PADRONI Di NIENTE
L'arte si fa.
Si gode.
A volte si subisce ma non si possiede.
Si possono possedere opere d'arte, ma in qualche modo è immorale perché è come possedere del cibo non condiviso, o meglio accumulare nutrimento che non viene condiviso .
Questo è il punto, condividere il nutrimento che generano le opere d'arte perché esse hanno una funzione vitale, come il cibo.
L’Arte ha una funzione: evocare stati di coscienza, e non descrivere la realtà.
Da sempre qualunque forma di bellezza, pittura, scultura, musica, matematica, poesia, serve a questo, ad evocare e percepire uno stato di coscienza sia esso positivo negativo, terribile o fantastico.
La percezione è energia vitale che consente all'essere umano di crescere, di adeguarsi alla realtà, di cercare di governarla, dal piccolo problema ai quesiti esistenziali: da dove vengo, dove vado, come faccio a stare bene, che senso ha vivere..
Essa svolge una funzione estremamente concreta, insieme immanente e trascendete. Immanente perché aiuta a vedere l’opportunità nel problema, ovvero da dare un senso della vita, all’impegno stupefacente e faticoso di aprire ogni mattina gli occhi e mettere un piede dietro l'altro, trascendente perché l'Arte mette in sintonia con il Mistero , quel Quid più grande di me del quale mi sento parte e che non posso comprendere in modo razionale, o meglio non posso controllare, non posso definire nel perimetro della logica. Grazie all’Arte posso però riconoscerlo dentro di me , dentro un Io parte di un Tutto, parte attiva e fondamentale, non misurabile, non quantificabile ma qualificabile perché il Tutto, il Mistero, non si può quantificare: sarebbe come prendere le misure all'universo. Esso è infinitamente più grande di noi, la sua cifra è una misura che non appartiene all'esperienza, alla possibilità umana.
Sarebbe come volere contare i numeri, nel senso di contarli tutti, fino all'ultimo .
Essi sono infiniti e in questo sta la loro bellezza.
Ecco che l’arte si manifesta come luogo dell'anima , nel quale ciascuno di noi, come l'uomo vitruviano, prende le misure del tutto, diventa consapevole di starci dentro, per quello che è e per quello che sa, per quello che può fare.
E non per quello che ha.
Ecco perché non siamo padroni di niente, come dice la lirica bellissima di Fiorella Mannoia. Ognuno di noi, vivendo, riceve il dono di poter usare, di potere lasciarsi plasmare, di potere gestire quel patrimonio formidabile di emozioni di sentimenti che un'opera d'arte rilascia nel momento in cui entriamo in relazione con essa.
Owner of nothing
We can make art, we can enjoy art, sometimes we can suffer art but we don't own it.
You can own works of art, but somehow it is immoral because, it is like owning unshared food, or rather accumulating nourishment that is not shared.
This is the point, sharing the nourishment that works of art generate because they have a vital function, like food.
Art has a function: to evoke states of consciousness, and not describe reality.

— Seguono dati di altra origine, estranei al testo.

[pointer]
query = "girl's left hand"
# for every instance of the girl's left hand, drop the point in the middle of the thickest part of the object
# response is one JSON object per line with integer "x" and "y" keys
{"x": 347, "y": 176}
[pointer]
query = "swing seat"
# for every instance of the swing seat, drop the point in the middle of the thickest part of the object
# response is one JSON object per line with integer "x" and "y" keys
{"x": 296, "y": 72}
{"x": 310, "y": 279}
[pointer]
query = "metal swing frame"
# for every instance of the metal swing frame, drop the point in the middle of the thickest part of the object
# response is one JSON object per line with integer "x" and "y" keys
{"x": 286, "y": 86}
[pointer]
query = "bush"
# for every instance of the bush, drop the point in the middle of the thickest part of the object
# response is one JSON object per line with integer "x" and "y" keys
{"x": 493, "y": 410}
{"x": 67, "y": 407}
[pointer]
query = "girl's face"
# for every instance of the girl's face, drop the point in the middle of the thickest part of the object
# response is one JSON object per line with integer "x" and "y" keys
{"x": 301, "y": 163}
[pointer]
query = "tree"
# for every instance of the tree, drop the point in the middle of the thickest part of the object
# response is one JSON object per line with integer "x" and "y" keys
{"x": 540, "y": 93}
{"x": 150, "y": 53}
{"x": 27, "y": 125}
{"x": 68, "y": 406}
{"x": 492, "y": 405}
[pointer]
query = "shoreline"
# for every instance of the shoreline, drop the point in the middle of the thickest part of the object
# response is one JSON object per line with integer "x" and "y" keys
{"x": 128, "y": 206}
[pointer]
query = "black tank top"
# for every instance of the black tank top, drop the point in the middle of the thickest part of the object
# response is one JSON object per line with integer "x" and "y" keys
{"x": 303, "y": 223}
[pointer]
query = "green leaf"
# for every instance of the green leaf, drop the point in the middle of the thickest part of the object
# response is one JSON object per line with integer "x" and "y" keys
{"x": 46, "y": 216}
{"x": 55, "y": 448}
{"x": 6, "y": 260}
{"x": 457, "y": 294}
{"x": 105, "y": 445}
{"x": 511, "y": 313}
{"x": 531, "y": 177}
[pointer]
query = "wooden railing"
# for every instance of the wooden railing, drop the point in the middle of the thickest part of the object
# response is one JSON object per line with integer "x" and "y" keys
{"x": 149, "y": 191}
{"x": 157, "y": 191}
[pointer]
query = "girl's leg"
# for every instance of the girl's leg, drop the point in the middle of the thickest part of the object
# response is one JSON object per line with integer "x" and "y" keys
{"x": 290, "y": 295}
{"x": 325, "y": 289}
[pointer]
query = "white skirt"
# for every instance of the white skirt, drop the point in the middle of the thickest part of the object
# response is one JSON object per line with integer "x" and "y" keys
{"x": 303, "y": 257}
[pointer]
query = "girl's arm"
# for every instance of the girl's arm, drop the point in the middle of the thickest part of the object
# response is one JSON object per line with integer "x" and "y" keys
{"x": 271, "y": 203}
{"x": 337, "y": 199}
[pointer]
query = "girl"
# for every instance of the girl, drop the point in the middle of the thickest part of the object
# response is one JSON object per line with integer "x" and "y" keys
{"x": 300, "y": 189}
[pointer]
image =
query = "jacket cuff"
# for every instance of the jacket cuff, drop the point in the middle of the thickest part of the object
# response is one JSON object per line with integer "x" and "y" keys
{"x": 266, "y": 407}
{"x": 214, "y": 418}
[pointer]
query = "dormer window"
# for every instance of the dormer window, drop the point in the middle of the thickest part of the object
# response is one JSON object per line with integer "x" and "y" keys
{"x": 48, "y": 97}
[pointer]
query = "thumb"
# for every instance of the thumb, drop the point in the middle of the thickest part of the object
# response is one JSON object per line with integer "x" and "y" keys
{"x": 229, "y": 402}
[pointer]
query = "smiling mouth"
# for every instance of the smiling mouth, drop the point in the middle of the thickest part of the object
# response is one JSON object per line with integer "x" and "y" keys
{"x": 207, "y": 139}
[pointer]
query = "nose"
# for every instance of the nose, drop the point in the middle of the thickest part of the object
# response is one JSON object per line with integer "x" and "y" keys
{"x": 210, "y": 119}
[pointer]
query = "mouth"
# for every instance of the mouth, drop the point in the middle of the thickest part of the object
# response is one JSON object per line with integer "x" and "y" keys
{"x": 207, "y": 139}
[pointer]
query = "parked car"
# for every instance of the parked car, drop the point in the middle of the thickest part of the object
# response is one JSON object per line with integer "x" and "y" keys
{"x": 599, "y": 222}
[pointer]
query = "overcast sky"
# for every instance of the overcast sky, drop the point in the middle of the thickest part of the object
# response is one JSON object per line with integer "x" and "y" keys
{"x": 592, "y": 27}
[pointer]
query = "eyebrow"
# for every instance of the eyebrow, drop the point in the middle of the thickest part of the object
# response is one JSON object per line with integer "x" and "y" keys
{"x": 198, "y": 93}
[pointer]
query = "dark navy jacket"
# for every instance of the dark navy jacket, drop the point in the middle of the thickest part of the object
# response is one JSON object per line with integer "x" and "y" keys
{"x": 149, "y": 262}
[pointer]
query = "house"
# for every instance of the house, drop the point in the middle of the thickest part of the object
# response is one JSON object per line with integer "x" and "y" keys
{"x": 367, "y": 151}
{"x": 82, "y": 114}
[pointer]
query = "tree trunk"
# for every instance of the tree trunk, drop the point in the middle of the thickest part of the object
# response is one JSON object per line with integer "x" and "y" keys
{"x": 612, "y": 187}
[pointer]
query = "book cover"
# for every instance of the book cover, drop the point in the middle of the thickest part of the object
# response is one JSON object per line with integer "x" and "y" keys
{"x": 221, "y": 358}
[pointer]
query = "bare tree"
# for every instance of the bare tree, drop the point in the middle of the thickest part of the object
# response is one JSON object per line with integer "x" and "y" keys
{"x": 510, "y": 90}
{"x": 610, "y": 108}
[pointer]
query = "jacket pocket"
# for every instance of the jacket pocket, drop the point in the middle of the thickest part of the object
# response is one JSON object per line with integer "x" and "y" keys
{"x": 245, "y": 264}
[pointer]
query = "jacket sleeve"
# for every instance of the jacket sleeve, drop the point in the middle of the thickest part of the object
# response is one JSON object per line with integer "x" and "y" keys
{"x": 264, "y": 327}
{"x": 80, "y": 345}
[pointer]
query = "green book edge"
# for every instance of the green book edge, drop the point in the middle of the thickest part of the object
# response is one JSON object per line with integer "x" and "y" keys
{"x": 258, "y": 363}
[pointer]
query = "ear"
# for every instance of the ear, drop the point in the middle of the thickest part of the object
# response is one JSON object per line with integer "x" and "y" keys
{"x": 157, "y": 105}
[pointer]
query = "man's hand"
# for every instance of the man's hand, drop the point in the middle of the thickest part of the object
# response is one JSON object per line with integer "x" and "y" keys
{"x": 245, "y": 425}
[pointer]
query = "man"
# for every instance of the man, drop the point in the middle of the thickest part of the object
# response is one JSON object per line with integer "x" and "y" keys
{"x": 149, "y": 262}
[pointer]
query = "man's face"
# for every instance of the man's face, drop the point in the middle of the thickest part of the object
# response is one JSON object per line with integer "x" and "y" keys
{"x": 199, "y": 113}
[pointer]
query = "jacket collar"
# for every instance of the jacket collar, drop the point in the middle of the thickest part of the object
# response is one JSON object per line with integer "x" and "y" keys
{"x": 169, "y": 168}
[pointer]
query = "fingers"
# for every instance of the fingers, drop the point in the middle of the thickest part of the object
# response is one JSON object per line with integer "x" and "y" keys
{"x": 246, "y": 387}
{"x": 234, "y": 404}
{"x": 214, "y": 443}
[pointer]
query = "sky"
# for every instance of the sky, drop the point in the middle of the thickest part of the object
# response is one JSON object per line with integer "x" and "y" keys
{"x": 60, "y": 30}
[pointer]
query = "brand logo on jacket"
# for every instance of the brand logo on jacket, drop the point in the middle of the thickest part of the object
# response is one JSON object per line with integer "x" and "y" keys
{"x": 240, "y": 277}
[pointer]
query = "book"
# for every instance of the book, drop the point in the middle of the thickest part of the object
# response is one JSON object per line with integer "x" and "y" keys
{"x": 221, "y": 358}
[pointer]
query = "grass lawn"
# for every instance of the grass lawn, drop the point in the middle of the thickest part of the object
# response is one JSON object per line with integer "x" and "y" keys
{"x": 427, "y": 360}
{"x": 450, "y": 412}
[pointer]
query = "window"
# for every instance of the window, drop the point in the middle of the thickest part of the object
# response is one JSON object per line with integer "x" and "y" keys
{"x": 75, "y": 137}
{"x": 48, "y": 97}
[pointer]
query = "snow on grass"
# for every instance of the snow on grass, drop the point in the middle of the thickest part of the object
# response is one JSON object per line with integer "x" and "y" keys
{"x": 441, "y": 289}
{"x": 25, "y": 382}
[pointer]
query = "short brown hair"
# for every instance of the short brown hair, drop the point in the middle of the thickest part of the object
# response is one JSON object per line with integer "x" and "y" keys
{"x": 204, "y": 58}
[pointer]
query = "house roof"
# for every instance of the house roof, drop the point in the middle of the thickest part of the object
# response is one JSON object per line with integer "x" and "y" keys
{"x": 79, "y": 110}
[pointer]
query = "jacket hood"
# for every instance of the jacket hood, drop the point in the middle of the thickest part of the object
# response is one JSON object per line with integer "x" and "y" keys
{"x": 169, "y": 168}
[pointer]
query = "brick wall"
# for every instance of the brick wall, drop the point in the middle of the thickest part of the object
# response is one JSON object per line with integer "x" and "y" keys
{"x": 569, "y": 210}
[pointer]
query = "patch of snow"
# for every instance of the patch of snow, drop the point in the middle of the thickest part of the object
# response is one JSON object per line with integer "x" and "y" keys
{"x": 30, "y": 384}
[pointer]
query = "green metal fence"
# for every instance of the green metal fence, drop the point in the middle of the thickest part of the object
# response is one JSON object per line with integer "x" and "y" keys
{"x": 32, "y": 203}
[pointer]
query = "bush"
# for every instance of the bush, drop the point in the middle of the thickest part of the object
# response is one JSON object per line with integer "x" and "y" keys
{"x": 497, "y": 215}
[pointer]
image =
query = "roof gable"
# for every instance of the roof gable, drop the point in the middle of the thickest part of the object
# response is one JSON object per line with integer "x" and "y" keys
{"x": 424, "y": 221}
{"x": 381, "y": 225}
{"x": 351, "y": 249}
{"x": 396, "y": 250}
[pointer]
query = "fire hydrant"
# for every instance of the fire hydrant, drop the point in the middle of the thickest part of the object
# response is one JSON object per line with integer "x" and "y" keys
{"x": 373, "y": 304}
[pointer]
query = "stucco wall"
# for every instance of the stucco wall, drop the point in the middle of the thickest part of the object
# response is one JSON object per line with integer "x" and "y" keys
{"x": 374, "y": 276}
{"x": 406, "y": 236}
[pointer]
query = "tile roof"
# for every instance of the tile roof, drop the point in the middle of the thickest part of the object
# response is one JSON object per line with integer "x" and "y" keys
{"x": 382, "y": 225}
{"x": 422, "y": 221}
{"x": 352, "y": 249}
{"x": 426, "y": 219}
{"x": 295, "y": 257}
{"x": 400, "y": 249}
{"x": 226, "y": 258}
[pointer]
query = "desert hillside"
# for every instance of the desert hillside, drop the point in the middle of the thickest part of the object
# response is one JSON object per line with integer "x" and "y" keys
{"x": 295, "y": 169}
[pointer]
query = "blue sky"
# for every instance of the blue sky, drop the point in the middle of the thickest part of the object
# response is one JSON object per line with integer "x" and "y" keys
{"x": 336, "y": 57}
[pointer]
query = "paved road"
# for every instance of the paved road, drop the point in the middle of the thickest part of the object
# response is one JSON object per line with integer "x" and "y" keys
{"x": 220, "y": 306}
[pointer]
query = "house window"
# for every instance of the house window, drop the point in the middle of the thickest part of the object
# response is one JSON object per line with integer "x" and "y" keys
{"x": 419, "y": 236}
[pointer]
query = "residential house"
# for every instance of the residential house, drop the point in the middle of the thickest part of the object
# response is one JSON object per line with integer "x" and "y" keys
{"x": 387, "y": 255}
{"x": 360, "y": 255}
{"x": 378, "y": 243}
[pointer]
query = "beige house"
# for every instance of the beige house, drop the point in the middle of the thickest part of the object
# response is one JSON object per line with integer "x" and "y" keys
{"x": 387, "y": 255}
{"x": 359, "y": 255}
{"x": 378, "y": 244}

Any form of beauty, painting, sculpture, music, mathematics, poetry, has always been used for this, to evoke and perceive a state of consciousness whether it is positive, negative, terrible or fantastic.
Perception is vital energy that allows the human being to grow, to adapt to reality, to try to govern it, from the small problem to the existential questions: where I come from, where I go, how do I feel good, what is the point of living ..
It performs an extremely concrete function, both immanent and transcendent. Immanent because it helps to see the opportunity in the problem, that is to give a meaning to life, to the amazing and tiring commitment to open your eyes every morning and put one foot after the other, transcendent because Art puts in tune with the Mystery, that Quid greater than me of which I feel a part and which I cannot understand rationally, or rather I cannot control, I cannot define within the perimeter of logic. Thanks to Art, however, I can recognize it within me, within an I part of a Whole, an active and fundamental part, not measurable, not quantifiable but qualifiable because the Whole, the Mystery, cannot be quantified: it would be like taking universe. It is infinitely greater than us, its figure is a measure that does not belong to experience, to human possibility.
It would be like wanting to count numbers, in the sense of counting them all, right up to the last.
They are infinite and therein lies their beauty.
Here art manifests itself as a place of the soul, in which each of us, like the Vitruvian man, takes the measures of the whole, becomes aware of being inside, for what it is and for what it knows, for what can do.
And not for what he has.
This is why we are not masters of anything, as Fiorella Mannoia's beautiful lyric says. Each of us, living, receives the gift of being able to use, to be able to let oneself be shaped, to be able to manage that formidable heritage of emotions and feelings that a work of art releases when we enter into a relationship with it.